When the World Passed by on the Other Side














The Hotel Royal, site of the Evian Conference on Jewish refugees from Nazi Germany. Evian-les-Bains, France, July 1938. — National Archives and Records Administration, College Park, Md.



US Secretary of State John Kerry arrived in Geneva last night for closed doors talks with Iran's Foreign Minister Mohammad Javad Zarif on a deal that would allow Iran to continue developing its nuclear capabilities. Capabilities that Israeli prime minister Binyamin Netanyahu insists “threaten” Israel’s “existence."

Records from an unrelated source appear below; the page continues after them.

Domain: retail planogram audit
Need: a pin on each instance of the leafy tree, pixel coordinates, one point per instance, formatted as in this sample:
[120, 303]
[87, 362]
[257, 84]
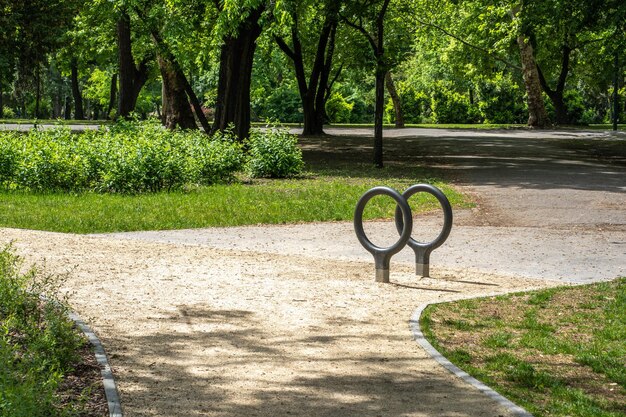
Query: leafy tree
[318, 41]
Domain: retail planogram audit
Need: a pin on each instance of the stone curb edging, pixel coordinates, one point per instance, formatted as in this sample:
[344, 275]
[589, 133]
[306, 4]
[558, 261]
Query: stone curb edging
[110, 389]
[421, 339]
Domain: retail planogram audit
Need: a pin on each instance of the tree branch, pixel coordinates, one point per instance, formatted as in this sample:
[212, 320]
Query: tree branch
[464, 42]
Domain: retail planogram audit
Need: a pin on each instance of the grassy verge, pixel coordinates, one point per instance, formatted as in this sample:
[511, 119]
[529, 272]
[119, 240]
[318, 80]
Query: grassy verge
[267, 202]
[40, 350]
[57, 122]
[557, 352]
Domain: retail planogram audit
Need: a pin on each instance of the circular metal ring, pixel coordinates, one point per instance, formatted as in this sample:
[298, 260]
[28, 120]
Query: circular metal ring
[403, 210]
[447, 216]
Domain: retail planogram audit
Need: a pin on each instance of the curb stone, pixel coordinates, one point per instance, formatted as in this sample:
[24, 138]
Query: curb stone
[110, 389]
[421, 340]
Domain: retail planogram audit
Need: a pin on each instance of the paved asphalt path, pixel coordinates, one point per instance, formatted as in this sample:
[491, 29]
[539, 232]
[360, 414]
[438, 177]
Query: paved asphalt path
[551, 204]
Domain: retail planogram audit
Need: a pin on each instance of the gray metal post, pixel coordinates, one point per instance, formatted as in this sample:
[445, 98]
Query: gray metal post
[382, 256]
[423, 250]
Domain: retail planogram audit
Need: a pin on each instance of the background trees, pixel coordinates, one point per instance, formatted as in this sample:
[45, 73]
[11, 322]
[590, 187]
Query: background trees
[314, 61]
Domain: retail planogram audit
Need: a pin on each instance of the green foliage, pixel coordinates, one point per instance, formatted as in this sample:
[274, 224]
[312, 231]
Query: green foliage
[449, 106]
[338, 108]
[283, 103]
[500, 100]
[38, 343]
[129, 157]
[274, 154]
[555, 351]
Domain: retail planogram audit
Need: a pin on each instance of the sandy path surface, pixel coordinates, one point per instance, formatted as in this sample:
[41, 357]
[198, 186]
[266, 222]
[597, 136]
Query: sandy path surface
[193, 330]
[286, 320]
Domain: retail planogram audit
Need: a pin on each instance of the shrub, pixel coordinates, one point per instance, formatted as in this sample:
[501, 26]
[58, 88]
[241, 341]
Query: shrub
[217, 160]
[51, 160]
[38, 343]
[274, 154]
[8, 157]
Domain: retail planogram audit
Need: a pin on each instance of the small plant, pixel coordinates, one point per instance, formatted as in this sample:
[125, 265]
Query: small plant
[38, 343]
[274, 154]
[129, 157]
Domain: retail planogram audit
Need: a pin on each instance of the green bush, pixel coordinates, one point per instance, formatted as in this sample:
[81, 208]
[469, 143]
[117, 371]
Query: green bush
[50, 160]
[8, 158]
[217, 160]
[130, 157]
[274, 154]
[38, 343]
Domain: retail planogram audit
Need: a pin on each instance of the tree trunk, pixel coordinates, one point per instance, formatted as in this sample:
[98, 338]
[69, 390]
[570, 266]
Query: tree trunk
[176, 110]
[78, 99]
[68, 108]
[616, 91]
[235, 74]
[381, 69]
[112, 96]
[131, 77]
[167, 55]
[395, 98]
[313, 93]
[537, 115]
[37, 93]
[378, 115]
[126, 67]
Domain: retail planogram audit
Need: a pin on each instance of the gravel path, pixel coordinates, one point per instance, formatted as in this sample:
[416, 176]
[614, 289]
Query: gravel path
[286, 320]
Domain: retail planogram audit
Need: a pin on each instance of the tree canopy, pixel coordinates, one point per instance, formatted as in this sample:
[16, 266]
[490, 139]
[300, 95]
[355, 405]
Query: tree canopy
[314, 61]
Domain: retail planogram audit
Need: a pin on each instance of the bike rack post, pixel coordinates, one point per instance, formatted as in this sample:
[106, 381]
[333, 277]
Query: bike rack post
[404, 225]
[423, 250]
[382, 256]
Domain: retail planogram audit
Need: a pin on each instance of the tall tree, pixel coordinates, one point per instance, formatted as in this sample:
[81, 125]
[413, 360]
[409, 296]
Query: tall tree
[239, 35]
[314, 88]
[368, 18]
[132, 76]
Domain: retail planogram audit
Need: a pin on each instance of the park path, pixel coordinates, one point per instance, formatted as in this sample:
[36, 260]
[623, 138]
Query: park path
[551, 205]
[286, 320]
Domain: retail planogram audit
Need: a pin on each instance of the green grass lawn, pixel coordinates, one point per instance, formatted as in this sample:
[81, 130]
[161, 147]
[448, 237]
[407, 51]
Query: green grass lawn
[42, 354]
[259, 202]
[556, 352]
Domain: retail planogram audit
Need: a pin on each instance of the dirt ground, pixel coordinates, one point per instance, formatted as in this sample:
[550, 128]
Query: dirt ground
[212, 323]
[194, 331]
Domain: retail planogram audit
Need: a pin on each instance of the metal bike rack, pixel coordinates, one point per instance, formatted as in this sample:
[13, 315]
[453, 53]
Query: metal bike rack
[404, 225]
[382, 256]
[423, 250]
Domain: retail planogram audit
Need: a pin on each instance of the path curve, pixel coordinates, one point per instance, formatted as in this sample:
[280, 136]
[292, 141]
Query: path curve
[286, 320]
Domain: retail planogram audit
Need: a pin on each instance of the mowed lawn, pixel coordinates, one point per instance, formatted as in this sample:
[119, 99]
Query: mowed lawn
[333, 181]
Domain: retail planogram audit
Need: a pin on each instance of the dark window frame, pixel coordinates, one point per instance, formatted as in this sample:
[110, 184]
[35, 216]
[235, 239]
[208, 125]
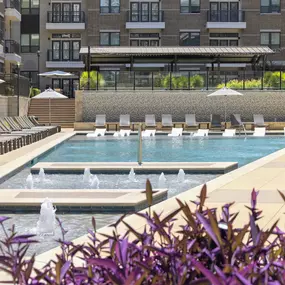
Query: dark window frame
[190, 8]
[270, 45]
[110, 8]
[270, 9]
[30, 48]
[109, 38]
[189, 35]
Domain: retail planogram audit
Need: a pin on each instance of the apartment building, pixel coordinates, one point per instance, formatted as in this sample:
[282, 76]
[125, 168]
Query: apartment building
[63, 26]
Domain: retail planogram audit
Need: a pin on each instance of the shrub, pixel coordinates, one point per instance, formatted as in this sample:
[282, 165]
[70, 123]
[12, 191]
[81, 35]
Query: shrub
[34, 92]
[206, 249]
[93, 79]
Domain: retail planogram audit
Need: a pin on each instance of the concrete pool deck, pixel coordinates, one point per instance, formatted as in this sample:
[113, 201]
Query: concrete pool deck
[126, 200]
[108, 167]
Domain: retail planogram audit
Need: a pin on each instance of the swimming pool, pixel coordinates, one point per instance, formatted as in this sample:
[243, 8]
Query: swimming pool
[163, 149]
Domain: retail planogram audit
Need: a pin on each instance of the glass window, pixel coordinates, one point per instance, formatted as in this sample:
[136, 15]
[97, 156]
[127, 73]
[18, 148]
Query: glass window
[109, 39]
[109, 6]
[189, 39]
[270, 6]
[271, 40]
[190, 6]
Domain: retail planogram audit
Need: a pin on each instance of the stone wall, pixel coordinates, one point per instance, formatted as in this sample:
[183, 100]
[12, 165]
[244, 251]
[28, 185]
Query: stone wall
[139, 103]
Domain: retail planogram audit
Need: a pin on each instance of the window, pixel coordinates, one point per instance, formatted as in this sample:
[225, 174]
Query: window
[144, 39]
[224, 39]
[109, 6]
[109, 39]
[270, 39]
[189, 39]
[30, 43]
[189, 6]
[270, 6]
[32, 75]
[30, 7]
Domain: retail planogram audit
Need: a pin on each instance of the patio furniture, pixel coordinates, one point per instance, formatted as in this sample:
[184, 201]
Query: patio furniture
[216, 122]
[190, 121]
[150, 121]
[229, 133]
[201, 133]
[176, 132]
[259, 132]
[258, 121]
[166, 121]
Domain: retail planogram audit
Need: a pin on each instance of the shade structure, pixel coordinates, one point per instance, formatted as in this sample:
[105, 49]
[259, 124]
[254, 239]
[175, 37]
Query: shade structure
[56, 74]
[225, 91]
[50, 94]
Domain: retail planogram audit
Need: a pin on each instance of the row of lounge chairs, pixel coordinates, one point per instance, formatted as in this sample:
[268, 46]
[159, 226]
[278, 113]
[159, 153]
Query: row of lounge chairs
[190, 122]
[16, 132]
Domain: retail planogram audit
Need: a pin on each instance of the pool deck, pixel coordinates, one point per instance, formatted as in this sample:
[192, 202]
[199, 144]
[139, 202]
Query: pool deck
[109, 167]
[78, 199]
[266, 175]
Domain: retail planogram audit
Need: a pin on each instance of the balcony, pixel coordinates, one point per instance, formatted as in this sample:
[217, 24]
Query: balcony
[66, 21]
[145, 20]
[226, 19]
[12, 51]
[64, 59]
[12, 10]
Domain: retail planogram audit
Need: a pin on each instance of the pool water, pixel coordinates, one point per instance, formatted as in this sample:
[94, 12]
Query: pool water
[182, 149]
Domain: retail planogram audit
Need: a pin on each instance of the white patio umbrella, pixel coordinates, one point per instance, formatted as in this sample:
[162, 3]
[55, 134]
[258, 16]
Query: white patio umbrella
[225, 91]
[50, 94]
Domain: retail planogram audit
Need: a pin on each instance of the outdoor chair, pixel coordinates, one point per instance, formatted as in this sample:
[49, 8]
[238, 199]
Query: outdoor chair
[201, 133]
[125, 122]
[258, 121]
[190, 121]
[166, 121]
[100, 121]
[216, 121]
[150, 121]
[176, 132]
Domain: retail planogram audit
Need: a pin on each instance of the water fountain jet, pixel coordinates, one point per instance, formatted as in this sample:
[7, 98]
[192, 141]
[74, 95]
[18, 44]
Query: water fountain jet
[30, 181]
[46, 222]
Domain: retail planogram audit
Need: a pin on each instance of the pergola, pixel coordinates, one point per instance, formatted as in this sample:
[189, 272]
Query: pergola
[175, 55]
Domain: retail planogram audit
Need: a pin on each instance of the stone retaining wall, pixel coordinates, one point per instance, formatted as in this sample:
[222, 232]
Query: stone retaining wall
[138, 103]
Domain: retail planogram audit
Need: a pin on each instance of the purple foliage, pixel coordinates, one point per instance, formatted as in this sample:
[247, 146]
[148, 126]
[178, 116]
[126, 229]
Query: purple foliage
[204, 249]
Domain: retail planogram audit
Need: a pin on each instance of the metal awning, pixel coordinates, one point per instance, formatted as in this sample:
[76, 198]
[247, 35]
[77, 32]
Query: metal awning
[160, 51]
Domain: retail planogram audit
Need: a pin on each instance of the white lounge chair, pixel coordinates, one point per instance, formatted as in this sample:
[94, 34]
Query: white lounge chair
[166, 121]
[148, 133]
[229, 133]
[122, 133]
[150, 121]
[259, 132]
[201, 133]
[176, 132]
[97, 133]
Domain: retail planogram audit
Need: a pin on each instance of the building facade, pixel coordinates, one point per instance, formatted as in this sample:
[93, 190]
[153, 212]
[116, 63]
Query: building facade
[58, 29]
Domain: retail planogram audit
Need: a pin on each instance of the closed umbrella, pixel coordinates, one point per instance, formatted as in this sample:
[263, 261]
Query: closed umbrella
[50, 94]
[225, 91]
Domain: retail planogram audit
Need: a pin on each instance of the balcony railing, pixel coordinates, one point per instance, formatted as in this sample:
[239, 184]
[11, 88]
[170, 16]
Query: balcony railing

But the shores of Lake Geneva have long been a pleasant distraction while discussing “the Jewish question.” 

"At the French resort of Evian on the shores of Lake Geneva in the summer of 1938, President Roosevelt initiated a nine-day international conference, supposedly to facilitate Jewish immigration from Germany and Austria.

Very important people were here and all the delegates had a nice time. They took pleasure cruises on the lake. They gambled at night at the casino. They took mineral baths and massages…some of them took the excursions to Chamonix to go summer skiing. Some went riding, some played golf. Meetings. Yes, some attended the meetings. But, of course it is difficult to sit indoors hearing speeches when all the pleasures that Evian offers are waiting right outside" (Rene Richier as quoted in Peggy Mann, When the World Passed by on the Other Side, Manchester Guardian Weekly, 7 May 1938).

Here are the recollections of an uninvited delegate, Golda Meir, former Prime Minister of Israel:

"… sitting there in that magnificent hall and listening to the delegates of thirty-two countries rise, each in turn, to explain how much they would have liked to take in substantial numbers of refugees and how unfortunate it was that they were not able to do so, was a terrible experience, I don't think that anyone who didn't live through it can understand what I felt at Evian – a mixture of sorrow, rage, frustration and horror" (As quoted in, The Evian Conference - Hitler's Green Light for Genocide, Annette Shaw, 2001, Quoted by permission of Stephen D. Smith, Director, Beth Shalom, (Letter 15/3/2000), Perspective, Vol. 1, Issue 1, July 1998, "Nobody Wants Them,” p. 21).

"At the end of the nine-day conference, Hitler had his Green Light" (Annette Shaw, The Evian Conference - Hitler's Green Light for Genocide, 2001):

"Nobody wants them' claimed the German newspaper Völkischer Beobachter after the Evian Conference in July 1938 and Hitler gloated, saying, 'It is a shameful spectacle to see how the whole democratic world is oozing sympathy for the poor tormented Jewish people, but remains hard hearted and obdurate when it comes to helping them." (Perspective, Beth Shalom, p. 21).